BİR YÜREĞİN FİRAR TELAŞI

Bu günlerde bir firar telaşesi içinde yüreğim.
Benim vücudumdan kaçmak istiyor,yoruldu artık benimle yaşamaktan debelenip duruyor.
Üzerindeki  parmak izlerini silmeye yetmiyor gücü.O sildikce,kapıyı açık gören içeri girip bir iz daha bırakıyor üzerinde.
Bağırıyor bana,haykırıp küfrediyor onu bu hale getirdiğim için ama nafile.Hiç bir şeyin değişmeyeceğini de biliyor bu vücutta.
Halbuki,daha minicik bir hücreyken böyle bir hayat düşleyerek atmaya başlamamıştı o.

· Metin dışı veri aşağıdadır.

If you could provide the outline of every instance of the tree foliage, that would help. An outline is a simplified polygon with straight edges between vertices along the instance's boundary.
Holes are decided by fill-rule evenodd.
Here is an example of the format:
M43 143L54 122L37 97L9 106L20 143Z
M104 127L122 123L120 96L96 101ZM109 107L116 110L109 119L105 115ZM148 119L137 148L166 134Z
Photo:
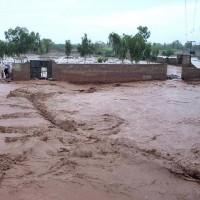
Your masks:
M123 36L117 33L109 34L109 42L112 45L115 56L117 56L122 63L124 59L129 55L131 62L138 63L143 57L149 59L151 54L151 45L147 44L147 39L150 37L150 31L148 28L139 26L138 33L134 36L123 34Z
M5 55L6 44L4 41L0 40L0 58L3 59Z
M31 32L27 38L27 42L29 43L28 51L33 51L34 53L38 52L38 48L40 46L40 35L39 33Z
M13 42L5 43L5 55L6 56L15 56L16 55L16 46Z
M128 49L131 62L134 60L136 63L138 63L142 59L145 50L145 40L143 36L139 33L137 33L135 36L129 36Z
M46 47L45 47L45 44L41 41L40 44L39 44L39 47L38 47L38 53L40 55L43 55L46 53Z
M152 45L151 45L151 43L146 43L145 44L145 49L144 49L144 58L145 58L145 60L151 59L151 53L152 53Z
M186 42L185 47L188 49L192 49L192 42L191 41Z
M113 47L115 56L117 56L123 63L128 51L126 35L123 35L121 37L117 33L112 32L110 33L108 39L109 39L109 43Z
M47 39L47 38L43 38L41 43L43 43L44 47L45 47L45 53L49 53L50 50L52 49L53 46L53 42L51 39Z
M142 35L142 37L144 38L144 40L145 40L145 42L147 41L147 39L150 37L150 35L151 35L151 32L150 31L148 31L148 28L146 27L146 26L139 26L139 27L137 27L137 29L138 29L138 33L140 34L140 35Z
M162 55L163 55L163 56L166 56L166 57L169 57L169 56L174 55L174 51L173 51L172 49L167 49L167 50L164 50L164 51L162 52Z
M172 49L182 49L183 45L181 44L181 42L179 40L175 40L172 42L171 48Z
M39 47L39 33L29 33L27 28L17 26L15 29L5 31L5 38L14 45L14 54L19 56L28 51L35 51Z
M78 44L77 50L80 53L81 57L84 57L86 60L87 55L92 55L94 52L94 47L90 39L87 38L87 34L81 38L81 44Z
M101 41L97 41L93 44L94 54L98 56L105 56L106 44Z
M151 60L153 60L153 61L157 60L159 50L160 50L160 45L157 43L153 43L153 45L151 47Z
M70 40L66 40L65 41L65 54L67 56L67 58L70 56L72 51L72 44Z

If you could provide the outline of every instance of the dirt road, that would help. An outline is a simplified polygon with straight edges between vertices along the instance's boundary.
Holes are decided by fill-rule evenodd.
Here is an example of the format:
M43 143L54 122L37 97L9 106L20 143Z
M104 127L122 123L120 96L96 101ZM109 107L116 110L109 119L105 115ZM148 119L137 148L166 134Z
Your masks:
M200 199L200 84L0 83L1 200Z

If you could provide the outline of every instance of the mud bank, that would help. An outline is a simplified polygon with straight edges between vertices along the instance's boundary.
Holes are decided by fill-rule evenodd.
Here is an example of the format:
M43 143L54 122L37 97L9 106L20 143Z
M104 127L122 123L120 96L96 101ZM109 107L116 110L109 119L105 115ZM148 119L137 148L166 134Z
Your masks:
M0 83L2 199L200 198L200 85Z

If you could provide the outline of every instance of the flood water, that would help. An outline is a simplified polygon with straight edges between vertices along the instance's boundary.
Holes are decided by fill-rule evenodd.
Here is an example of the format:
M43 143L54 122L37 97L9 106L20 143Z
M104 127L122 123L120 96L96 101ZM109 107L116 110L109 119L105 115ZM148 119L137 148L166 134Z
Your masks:
M36 80L0 92L1 200L200 199L199 83Z

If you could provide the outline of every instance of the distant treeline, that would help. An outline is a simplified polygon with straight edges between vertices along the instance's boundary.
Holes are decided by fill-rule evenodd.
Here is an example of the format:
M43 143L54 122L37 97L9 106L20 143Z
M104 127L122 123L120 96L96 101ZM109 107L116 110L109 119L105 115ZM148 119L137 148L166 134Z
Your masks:
M62 50L67 57L71 52L77 52L83 57L96 55L100 61L107 57L118 57L120 60L130 59L138 62L141 59L156 60L158 54L173 55L177 51L200 51L200 45L192 41L181 44L179 40L170 44L149 43L150 31L146 26L139 26L135 35L110 33L109 42L96 41L92 43L87 34L81 38L80 44L71 44L66 40L65 44L56 44L49 38L41 38L39 33L29 32L27 28L17 26L5 31L5 41L0 40L0 58L5 56L15 57L26 53L46 54L54 50Z

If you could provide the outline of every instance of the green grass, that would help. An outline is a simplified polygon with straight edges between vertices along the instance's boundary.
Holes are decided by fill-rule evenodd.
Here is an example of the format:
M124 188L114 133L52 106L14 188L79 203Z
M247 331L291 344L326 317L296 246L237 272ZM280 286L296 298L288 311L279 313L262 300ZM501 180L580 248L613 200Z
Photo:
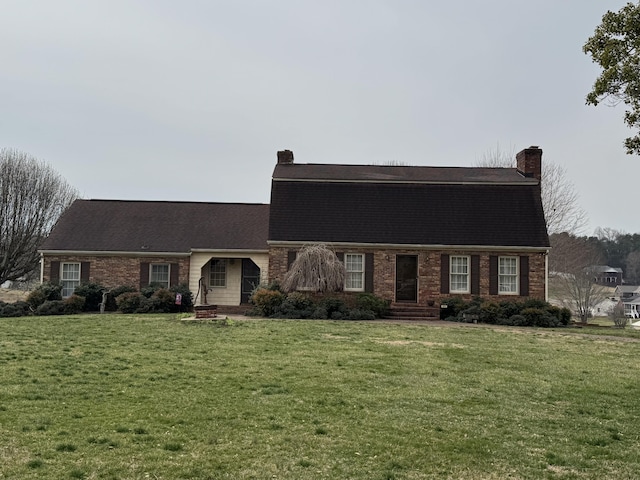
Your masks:
M86 315L0 332L3 479L640 471L640 342L602 329Z

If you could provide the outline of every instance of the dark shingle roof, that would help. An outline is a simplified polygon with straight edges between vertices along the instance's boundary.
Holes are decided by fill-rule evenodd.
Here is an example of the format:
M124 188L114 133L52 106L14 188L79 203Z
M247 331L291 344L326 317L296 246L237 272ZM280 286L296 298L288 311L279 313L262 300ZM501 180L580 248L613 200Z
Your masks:
M388 165L278 164L277 180L401 183L537 184L515 168L414 167Z
M278 165L269 240L549 246L538 181L503 168Z
M269 205L76 200L41 250L266 250Z

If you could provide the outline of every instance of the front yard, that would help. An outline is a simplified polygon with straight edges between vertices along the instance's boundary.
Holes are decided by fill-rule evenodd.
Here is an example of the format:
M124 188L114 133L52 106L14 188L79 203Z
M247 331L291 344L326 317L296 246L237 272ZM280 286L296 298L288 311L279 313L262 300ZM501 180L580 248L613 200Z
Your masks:
M640 471L631 332L175 315L0 319L0 331L0 478Z

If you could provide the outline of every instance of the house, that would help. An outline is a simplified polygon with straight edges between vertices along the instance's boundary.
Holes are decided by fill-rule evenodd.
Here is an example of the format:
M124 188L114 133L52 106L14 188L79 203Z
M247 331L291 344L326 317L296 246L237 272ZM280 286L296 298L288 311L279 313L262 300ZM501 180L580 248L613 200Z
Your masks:
M198 302L240 305L267 281L268 222L264 204L76 200L41 247L41 278L63 296L184 283Z
M41 277L65 294L82 281L185 282L206 292L199 303L231 307L325 243L345 264L345 295L435 308L452 295L546 299L541 162L538 147L516 168L300 164L284 150L270 205L76 201L41 248Z
M546 299L549 239L542 150L518 168L296 164L281 152L271 188L269 276L323 242L347 291L424 304L450 295Z
M594 265L592 271L594 280L598 285L605 287L616 287L622 285L622 269L610 267L609 265Z
M627 298L640 295L640 286L638 285L618 285L614 292L615 297L618 300L625 300Z
M624 305L624 314L628 318L640 318L640 295L620 300Z

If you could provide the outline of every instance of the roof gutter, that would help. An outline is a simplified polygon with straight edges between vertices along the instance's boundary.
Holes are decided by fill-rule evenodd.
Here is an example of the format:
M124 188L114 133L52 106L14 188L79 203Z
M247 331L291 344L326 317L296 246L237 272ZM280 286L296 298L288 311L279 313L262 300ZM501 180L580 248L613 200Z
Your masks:
M131 251L105 251L105 250L38 250L41 256L45 255L82 255L92 257L190 257L191 252L131 252Z
M271 247L289 247L289 246L303 246L314 243L324 243L331 247L342 248L392 248L392 249L415 249L415 250L485 250L485 251L514 251L519 252L537 252L546 253L551 247L526 247L526 246L513 246L513 245L422 245L413 243L357 243L357 242L318 242L318 241L275 241L269 240L267 242Z

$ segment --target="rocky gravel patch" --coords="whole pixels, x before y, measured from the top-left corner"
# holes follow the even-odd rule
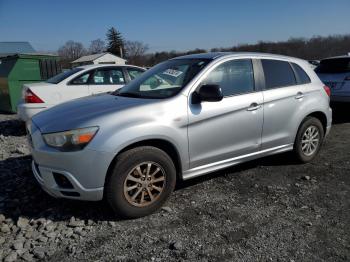
[[[283,154],[180,182],[135,220],[50,197],[30,163],[23,123],[0,114],[0,261],[350,261],[346,115],[313,163]]]

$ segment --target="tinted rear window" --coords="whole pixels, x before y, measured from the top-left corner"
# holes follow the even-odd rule
[[[292,63],[295,73],[297,74],[298,84],[308,84],[311,82],[310,77],[299,65]]]
[[[316,73],[348,73],[350,72],[350,58],[334,58],[322,60],[315,69]]]
[[[265,74],[265,88],[272,89],[296,84],[290,64],[279,60],[261,60]]]

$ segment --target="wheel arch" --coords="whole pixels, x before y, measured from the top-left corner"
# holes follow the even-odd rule
[[[307,117],[315,117],[318,120],[320,120],[320,122],[322,124],[322,127],[323,127],[323,132],[324,132],[324,134],[326,133],[326,130],[327,130],[327,116],[326,116],[325,113],[323,113],[322,111],[315,111],[315,112],[312,112],[311,114],[308,114],[305,118],[307,118]],[[304,119],[303,119],[303,121],[304,121]]]
[[[159,149],[163,150],[165,153],[167,153],[174,162],[174,165],[176,168],[176,178],[181,179],[181,174],[182,174],[181,157],[180,157],[179,151],[177,150],[175,145],[173,143],[171,143],[170,141],[165,140],[165,139],[146,139],[146,140],[133,142],[133,143],[125,146],[123,149],[121,149],[114,156],[113,160],[111,161],[110,165],[108,166],[107,174],[106,174],[106,178],[105,178],[105,183],[113,172],[113,169],[114,169],[115,164],[117,162],[118,156],[125,151],[128,151],[128,150],[136,148],[136,147],[141,147],[141,146],[153,146],[153,147],[159,148]]]
[[[314,117],[314,118],[320,120],[320,122],[322,124],[322,127],[323,127],[323,132],[324,132],[324,134],[326,134],[326,131],[327,131],[327,115],[324,112],[322,112],[322,111],[314,111],[314,112],[311,112],[308,115],[306,115],[299,122],[298,128],[297,128],[297,130],[295,132],[295,135],[294,135],[294,140],[293,140],[294,142],[295,142],[295,139],[297,138],[297,134],[298,134],[298,131],[299,131],[301,125],[303,124],[305,119],[308,118],[308,117]]]

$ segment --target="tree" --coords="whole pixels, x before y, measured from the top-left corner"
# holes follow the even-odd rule
[[[108,29],[106,36],[108,41],[107,51],[119,57],[123,57],[125,49],[122,34],[114,27],[111,27]]]
[[[89,46],[89,54],[99,54],[106,50],[105,42],[100,38],[92,40]]]
[[[148,50],[148,45],[140,41],[125,42],[125,57],[129,64],[144,65],[144,55]]]
[[[67,41],[63,46],[58,49],[58,55],[69,62],[78,59],[86,54],[86,49],[80,42],[74,42],[72,40]]]

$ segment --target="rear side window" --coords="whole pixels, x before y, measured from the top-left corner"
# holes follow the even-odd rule
[[[261,60],[265,74],[265,88],[273,89],[296,84],[295,75],[288,62],[279,60]]]
[[[54,77],[51,77],[46,80],[46,83],[51,83],[51,84],[58,84],[62,82],[64,79],[70,77],[71,75],[74,75],[75,73],[78,73],[79,71],[83,70],[82,68],[76,67],[71,70],[62,72]]]
[[[303,85],[311,82],[310,77],[306,74],[304,69],[302,69],[299,65],[295,63],[292,63],[292,66],[296,73],[298,84]]]

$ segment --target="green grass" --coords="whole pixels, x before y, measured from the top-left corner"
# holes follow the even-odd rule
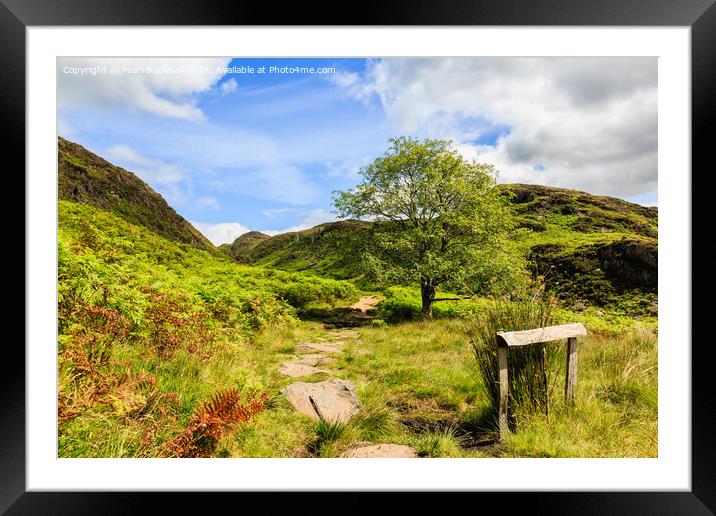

Herşey açık olsun,hayat içinden aksın ama ona zarar vermesin ütopyasında sırtlanmıştı var olma görevini,heyecanla.İyilikler biriktirmek istedi içinde hep,kocaman oldu biriktirirken,son atışına kadar yanında atacak bir benzerini aradı sürekli.Ayrım yapmadan her ona dokunana açtı kapılarını,onları uğurlarken,zarar verenlerin ardından bir yara bantı daha yapıştırıp açılan yaralara atmaya devam etti inatla.
Kendi yorgunluğunu hiçe sayıp,kaç kez bir başkasınınkini de taşımaya kalktı.
Sonunda kabullenip başarısızlığını,vazgeçti nafile savaşmaktan.Asli görevinin sahibinin vücuduna kan pompalamaktan ibaret olduğunun bilincine varıp,hayallerini koruyabilmek adına onu taşıyabilecek başka bir yürek aramaya gidiyor,benimle atmak istemiyor artık.
Baharın yüzünü göstermeye başladığı bu günlerde daha bir farklı atıyor,bohçasını hazırlamış,açık bir nokta arıyor.
Fakat bilincinde değil ki giderken duyguları da yanında götüreceği için başarılı olma şansı hiç yok.